Domestic markets continued higher, with additional Fed promises of more accommodative policy, but were outshined by many foreign names. Several more speculative areas that performed well last year, such as biotech and social media, have experienced negative results as of late.
The Friday jobs report was decent—neither exciting nor disappointing, so market reaction was tempered. Other economic data was similarly mixed, as poor winter results are being sloughed off.
Markets were generally higher on the week, led by additional Janet Yellen comments committing to a continued easy policy. In the S&P, industrial, energy and materials stocks led, while technology lagged with negative returns on the week. We’ve certainly seen additional weakness from some of the market’s highest beta sectors, such as biotech and social media, which performed so well in 2013 and now seem to be coming back to earth a bit. This is also seen in recent strength in large-cap versus small-cap.
Outside the U.S., European markets were calmed by Mario Draghi’s promise to keep accommodation intact, gaining the most by region, with the U.K. and Japan just positive. With growth remaining quite slow in the Eurozone, it wouldn’t be surprising to see pressure for additional accommodation this year due to fears of too much disinflation on the opposite end. Japanese industrial production numbers were down sizably in February, and this week the 8% sales tax rolls out. Emerging markets were the clear winners on the week, with recovery performances from Turkey, Russia and Brazil. China was flat to a bit negative, with decent banking sector earnings.

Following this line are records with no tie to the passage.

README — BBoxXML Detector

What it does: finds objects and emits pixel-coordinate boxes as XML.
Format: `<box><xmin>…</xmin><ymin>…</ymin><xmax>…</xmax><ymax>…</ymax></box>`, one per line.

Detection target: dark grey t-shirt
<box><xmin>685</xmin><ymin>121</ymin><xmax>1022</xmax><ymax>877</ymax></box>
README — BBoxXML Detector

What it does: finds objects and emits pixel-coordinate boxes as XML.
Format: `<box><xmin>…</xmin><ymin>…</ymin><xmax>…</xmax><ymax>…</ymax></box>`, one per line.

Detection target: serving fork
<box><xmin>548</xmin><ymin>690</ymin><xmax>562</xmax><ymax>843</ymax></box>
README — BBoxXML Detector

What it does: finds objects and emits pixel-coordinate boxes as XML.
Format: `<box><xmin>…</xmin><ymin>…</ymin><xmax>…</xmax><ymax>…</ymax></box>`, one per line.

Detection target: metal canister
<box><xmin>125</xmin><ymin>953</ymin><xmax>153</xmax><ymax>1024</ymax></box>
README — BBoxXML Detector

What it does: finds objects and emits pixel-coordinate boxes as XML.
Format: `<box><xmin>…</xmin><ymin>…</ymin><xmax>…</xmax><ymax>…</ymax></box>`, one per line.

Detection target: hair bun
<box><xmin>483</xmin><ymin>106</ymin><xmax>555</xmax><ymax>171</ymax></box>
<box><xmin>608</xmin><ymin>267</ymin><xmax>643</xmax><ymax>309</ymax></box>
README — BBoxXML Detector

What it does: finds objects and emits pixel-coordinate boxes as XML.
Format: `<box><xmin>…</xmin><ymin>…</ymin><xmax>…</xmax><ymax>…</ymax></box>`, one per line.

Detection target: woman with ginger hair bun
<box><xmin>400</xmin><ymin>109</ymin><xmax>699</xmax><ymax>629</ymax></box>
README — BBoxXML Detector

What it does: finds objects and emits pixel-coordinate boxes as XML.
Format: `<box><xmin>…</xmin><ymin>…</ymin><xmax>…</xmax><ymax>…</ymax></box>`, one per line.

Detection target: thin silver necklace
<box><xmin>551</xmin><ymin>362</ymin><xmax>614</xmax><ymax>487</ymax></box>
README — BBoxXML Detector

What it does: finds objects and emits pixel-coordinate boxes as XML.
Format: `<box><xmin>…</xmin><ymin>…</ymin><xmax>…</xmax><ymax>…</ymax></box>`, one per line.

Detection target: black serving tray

Bond markets were mixed with yield curve steepening being the story—lower yields in the intermediate area and slightly higher yields on the long end. In the U.S., high yield bonds and intermediate-term credit led, while long bonds lagged despite the small yield change. Internationally, emerging market bonds performed best of all, upwards of +1%
All real estate segments were positive on the week, led by Asian markets with a multiple-percent gain, followed by U.S. residential and retail.
Commodity markets were generally flat on the week and were led by a recovery in some industrial metals (except for copper), as well as continued strength from coffee and grains, as well as an increase in gold. Weakest contracts on the week were natural gas, cotton and sugar; crude oil fell by about a half-percent.
The first quarter of 2014 was a decent one for investors—the back-and-forth risk-on/risk-off dynamic surfaced again in Jan. and Feb., which resulted in relatively even results for stock and bond investors. Real estate and commodity owners were no doubt pleasantly surprised by some of the strongest asset class returns for the quarter. Bond returns were positive, but a bit weak against the broader BarCap Aggregate, due to falling rates over the period and a lack of portfolio duration exposure. Small-caps were the worst-performing, which reinforced our continued recommendation for an underweight due to valuation.